Safety and Quality of Life Study of Dexlansoprazole Modified Release Formulation to Treat Heartburn

Inclusion Criteria

• Subjects must have successfully completed either T-GD04-082 (NCT00251745) or T-GD04-083 (NCT00251758) or have a diagnosis of gastroesophageal reflux disease with or without erosive esophagitis.

Exclusion Criteria

• Any condition that may require inpatient surgery during the course of the study.
• Use of prescription or non-prescription proton pump inhibitors, histamine (H2) receptor antagonists, sucralfate, misoprostol or prokinetics throughout the study.

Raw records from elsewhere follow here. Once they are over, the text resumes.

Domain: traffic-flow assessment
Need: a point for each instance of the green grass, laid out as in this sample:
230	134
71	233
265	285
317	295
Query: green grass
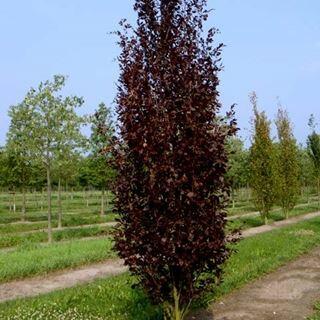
34	259
14	240
67	221
114	298
256	221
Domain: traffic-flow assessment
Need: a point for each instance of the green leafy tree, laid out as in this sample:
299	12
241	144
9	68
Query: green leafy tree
287	164
313	145
19	156
102	131
53	129
66	166
306	171
262	175
239	172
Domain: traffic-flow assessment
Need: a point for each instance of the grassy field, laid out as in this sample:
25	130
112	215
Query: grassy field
35	259
29	254
114	298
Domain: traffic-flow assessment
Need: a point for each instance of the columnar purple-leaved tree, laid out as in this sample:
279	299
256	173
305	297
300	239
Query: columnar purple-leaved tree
171	160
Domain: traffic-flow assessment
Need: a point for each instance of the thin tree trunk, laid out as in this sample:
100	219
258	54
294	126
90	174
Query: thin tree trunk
107	200
41	199
87	197
59	205
23	217
14	201
318	190
102	202
49	203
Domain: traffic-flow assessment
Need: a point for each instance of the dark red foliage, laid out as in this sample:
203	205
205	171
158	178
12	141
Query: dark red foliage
171	160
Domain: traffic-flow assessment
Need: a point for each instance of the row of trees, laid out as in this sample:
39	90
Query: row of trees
275	169
45	142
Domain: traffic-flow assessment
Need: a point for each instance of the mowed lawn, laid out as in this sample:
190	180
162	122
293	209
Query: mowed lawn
115	299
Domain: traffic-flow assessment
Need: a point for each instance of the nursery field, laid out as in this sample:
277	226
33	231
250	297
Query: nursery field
85	238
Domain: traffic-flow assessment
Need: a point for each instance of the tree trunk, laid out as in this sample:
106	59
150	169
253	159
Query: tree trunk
49	204
14	201
102	213
318	190
107	200
42	200
59	205
265	215
23	217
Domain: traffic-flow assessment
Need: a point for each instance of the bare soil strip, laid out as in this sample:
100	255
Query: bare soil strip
60	280
286	294
105	224
67	278
256	213
279	224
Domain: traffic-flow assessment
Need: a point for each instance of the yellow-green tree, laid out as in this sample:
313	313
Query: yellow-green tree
262	168
313	145
287	164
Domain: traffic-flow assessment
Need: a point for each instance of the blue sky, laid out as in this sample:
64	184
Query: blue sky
272	47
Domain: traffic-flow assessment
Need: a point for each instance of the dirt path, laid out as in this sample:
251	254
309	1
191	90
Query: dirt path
286	294
68	278
279	224
257	213
105	224
60	280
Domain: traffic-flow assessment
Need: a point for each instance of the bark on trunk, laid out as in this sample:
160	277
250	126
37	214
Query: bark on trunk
59	205
23	217
49	204
102	213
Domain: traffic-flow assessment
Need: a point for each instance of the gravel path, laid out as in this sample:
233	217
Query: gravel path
60	280
67	278
286	294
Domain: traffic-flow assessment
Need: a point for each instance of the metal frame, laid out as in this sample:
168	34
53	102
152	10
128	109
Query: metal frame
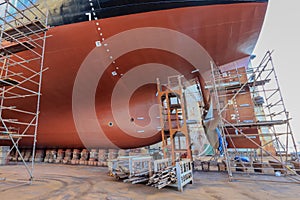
173	118
272	122
22	46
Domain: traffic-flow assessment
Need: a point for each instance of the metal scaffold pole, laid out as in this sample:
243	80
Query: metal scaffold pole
254	120
22	48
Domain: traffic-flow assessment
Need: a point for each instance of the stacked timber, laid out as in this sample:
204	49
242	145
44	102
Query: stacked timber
68	156
93	157
84	155
137	178
123	152
75	157
102	157
163	177
60	156
53	155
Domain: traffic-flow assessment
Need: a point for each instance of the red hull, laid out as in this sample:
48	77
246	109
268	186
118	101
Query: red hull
137	49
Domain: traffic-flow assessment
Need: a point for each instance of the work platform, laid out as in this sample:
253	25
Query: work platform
22	46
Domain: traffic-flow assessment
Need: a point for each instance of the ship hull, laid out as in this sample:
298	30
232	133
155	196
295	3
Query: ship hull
100	91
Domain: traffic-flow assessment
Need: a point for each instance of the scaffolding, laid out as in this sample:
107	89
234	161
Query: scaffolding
23	29
255	125
173	120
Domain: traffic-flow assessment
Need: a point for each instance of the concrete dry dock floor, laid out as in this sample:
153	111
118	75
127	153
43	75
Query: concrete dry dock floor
66	182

• Use of antacids [except for study supplied Gelusil®].
• Subjects using drugs with significant anticholinergic effects such as tricyclics who cannot stay on a stable dose for 4 weeks prior to dosing and throughout the study.

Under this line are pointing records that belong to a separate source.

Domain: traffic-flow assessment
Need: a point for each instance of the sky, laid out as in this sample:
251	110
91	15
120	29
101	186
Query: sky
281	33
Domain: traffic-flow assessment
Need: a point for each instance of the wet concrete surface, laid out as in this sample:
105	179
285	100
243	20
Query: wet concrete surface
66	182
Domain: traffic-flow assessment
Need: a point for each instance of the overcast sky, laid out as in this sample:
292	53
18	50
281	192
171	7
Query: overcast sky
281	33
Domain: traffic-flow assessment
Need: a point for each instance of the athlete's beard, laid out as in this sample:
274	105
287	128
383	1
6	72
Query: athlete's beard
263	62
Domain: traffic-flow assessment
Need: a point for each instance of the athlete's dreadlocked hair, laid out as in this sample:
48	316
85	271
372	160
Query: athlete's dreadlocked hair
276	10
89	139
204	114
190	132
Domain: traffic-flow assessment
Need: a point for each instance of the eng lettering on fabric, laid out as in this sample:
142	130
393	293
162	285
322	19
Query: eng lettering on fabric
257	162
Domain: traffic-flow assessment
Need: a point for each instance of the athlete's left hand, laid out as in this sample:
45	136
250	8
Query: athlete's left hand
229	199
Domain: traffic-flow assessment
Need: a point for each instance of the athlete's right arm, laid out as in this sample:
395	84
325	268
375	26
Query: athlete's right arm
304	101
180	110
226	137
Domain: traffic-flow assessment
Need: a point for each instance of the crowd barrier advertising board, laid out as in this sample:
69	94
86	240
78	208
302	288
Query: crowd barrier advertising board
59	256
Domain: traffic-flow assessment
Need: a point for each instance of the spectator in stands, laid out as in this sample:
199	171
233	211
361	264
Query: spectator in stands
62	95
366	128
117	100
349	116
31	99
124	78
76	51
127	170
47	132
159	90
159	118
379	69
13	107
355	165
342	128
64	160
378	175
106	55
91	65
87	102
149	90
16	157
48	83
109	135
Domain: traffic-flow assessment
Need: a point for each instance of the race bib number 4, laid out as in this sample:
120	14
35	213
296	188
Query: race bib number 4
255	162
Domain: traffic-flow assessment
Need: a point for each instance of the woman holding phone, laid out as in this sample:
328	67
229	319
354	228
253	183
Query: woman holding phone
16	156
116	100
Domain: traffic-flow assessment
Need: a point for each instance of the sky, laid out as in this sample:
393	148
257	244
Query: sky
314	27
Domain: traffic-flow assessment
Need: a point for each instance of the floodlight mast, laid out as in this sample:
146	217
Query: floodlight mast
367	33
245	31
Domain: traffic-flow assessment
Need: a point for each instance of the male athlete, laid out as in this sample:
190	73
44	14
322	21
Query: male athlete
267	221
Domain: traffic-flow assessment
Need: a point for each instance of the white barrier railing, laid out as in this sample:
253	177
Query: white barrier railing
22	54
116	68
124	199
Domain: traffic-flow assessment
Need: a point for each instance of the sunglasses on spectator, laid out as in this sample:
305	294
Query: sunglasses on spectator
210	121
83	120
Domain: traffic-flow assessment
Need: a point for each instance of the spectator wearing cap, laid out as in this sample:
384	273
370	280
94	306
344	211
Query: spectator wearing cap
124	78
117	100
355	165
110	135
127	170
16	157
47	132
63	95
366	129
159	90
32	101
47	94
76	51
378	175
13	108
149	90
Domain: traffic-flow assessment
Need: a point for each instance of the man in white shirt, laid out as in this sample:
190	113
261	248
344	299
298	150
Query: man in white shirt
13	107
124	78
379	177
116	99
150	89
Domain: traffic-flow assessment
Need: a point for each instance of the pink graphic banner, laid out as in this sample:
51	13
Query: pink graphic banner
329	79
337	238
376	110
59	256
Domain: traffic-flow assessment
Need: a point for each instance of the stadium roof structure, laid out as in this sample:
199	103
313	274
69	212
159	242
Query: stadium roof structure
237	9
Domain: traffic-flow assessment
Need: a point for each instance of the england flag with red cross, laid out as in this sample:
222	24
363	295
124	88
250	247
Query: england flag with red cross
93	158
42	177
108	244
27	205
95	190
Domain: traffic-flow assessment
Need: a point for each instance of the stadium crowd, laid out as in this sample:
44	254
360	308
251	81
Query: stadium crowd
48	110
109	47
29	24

• Evidence of uncontrolled systemic disease.
• Allergy to any proton pump inhibitor including Prilosec, Nexium, Prevacid, or others, any component of dexlansoprazole MR, or Gelusil/antacid.

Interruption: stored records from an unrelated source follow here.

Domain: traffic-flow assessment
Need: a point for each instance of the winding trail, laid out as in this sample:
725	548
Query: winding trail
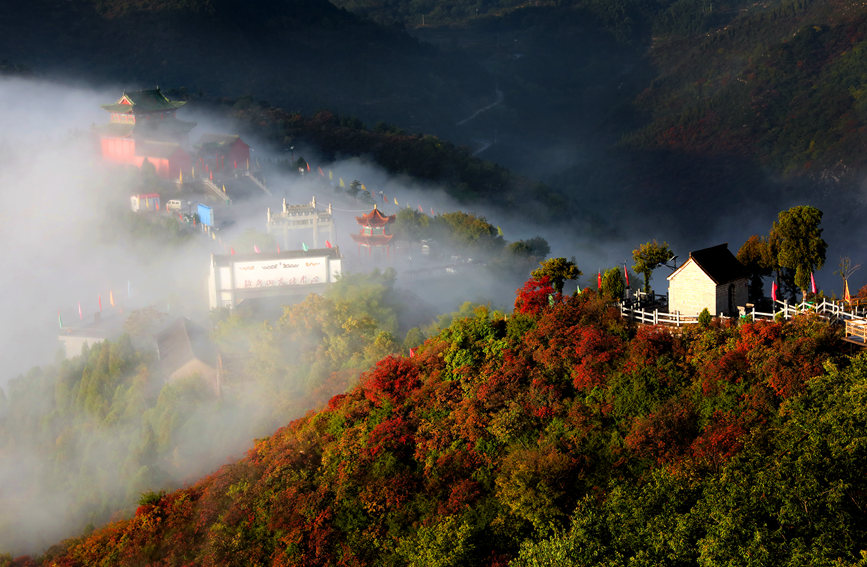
483	109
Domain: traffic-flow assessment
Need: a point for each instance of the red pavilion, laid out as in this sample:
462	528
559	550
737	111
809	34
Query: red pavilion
372	232
143	127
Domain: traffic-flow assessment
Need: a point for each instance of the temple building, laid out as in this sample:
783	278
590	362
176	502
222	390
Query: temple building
373	234
301	222
712	279
143	127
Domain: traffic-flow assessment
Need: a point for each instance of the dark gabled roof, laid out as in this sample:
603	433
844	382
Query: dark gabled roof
150	100
182	342
719	264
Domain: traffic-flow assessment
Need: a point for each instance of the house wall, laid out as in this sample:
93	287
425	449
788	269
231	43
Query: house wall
741	296
207	373
690	290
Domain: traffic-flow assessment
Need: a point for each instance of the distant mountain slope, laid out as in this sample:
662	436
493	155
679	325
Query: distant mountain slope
304	54
782	82
555	436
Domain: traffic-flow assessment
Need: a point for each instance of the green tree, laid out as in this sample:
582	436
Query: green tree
797	239
559	270
532	247
648	257
613	284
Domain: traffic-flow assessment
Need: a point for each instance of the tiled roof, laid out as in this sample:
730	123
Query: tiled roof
719	264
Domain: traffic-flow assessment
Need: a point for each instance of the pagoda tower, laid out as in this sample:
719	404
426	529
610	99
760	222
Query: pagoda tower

• Need to take blood thinners.
• Need to take more than 12 doses of non-steroidal anti-inflammatory drugs per month.
• Had cancer (except basal cell cancer of the skin) within 3 years prior to screening.
• Has other esophageal disease including Barrett's esophagus or strictures requiring dilation.
• Has had radiation or cryotherapy to the esophagus.
• Has active gastric or duodenal ulcers within 4 weeks of starting study drug.
• Has a history of hypersecretory conditions such as Zollinger Ellison Syndrome.
• History of alcohol abuse.
• Has acquired immunodeficiency syndrome.
• Has had acute upper gastrointestinal bleeding within 4 weeks of endoscopy.
• Received a blood product transfusion within 3 months of taking the first dose of study drug.
• Has previously participated in another dexlansoprazole MR long-term treatment clinical trial.